The ruling, based on concerns about climate change, is the latest twist in a saga which began almost 17 years ago.
December 2003: A Government White Paper recommends a third runway is built at Heathrow.
November 2007: The Government publishes expansion plans. It says the new runway could be in operation by 2020.
November 2008: London mayor Boris Johnson, an opponent of Heathrow expansion, orders a feasibility study for an alternative plan for a new airport on an artificial island in the Thames estuary.
January 2009: Prime Minister Gordon Brown backs a third Heathrow runway despite strong opposition from local residents, environmental groups, neighbouring councils and Labour backbenchers.
October 2009: Opposition leader David Cameron tells a public meeting in Richmond, south west London, that expansion of the nearby airport will not go ahead, saying “no ifs, no buts”.
May 2010: Labour loses the general election. The new coalition government of Conservatives and Liberal Democrats immediately scraps the third runway proposal.
March 2012: Supporters of the plan are given renewed hope when Mr Cameron and Chancellor George Osborne say there is a need for airport expansion in south east England.
September 2012: An independent commission on future airport policy is set up by Whitehall, chaired by Sir Howard Davies.
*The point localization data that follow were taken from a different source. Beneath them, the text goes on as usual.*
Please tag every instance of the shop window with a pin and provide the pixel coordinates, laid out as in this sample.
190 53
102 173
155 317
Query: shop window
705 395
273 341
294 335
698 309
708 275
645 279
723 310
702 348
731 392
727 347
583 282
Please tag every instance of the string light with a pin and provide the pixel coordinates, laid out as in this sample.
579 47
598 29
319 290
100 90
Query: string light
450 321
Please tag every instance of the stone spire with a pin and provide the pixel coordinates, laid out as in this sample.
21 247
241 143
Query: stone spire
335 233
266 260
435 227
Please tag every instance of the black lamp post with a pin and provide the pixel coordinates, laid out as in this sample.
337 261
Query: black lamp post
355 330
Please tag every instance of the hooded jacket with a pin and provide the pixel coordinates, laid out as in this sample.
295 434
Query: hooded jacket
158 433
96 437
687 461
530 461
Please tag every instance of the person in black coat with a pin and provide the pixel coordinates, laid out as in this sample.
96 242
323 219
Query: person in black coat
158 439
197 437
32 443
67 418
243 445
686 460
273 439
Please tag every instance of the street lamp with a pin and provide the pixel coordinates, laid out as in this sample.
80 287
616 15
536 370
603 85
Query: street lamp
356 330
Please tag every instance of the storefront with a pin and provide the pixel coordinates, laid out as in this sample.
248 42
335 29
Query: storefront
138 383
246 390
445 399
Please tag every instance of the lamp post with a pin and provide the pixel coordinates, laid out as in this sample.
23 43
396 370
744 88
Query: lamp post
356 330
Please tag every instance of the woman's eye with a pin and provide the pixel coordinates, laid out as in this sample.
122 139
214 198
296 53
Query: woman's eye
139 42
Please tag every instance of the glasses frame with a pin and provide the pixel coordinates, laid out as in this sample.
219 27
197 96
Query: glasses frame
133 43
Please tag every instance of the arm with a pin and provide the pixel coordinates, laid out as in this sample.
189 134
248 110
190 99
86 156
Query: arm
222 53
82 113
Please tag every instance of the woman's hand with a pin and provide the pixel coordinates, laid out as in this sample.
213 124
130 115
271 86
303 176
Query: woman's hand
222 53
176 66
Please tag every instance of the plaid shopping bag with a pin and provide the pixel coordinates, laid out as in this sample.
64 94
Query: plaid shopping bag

July 2015: The commission, which dismissed the ‘Boris island’ plan, recommends that a new runway should be built at Heathrow rather than Gatwick.
June 2018: MPs vote in favour of expansion by a large majority.
February 2020: Campaigners win a Court of Appeal ruling over the third runway on environmental grounds. Heathrow Airport says it will appeal against the ruling to the Supreme Court.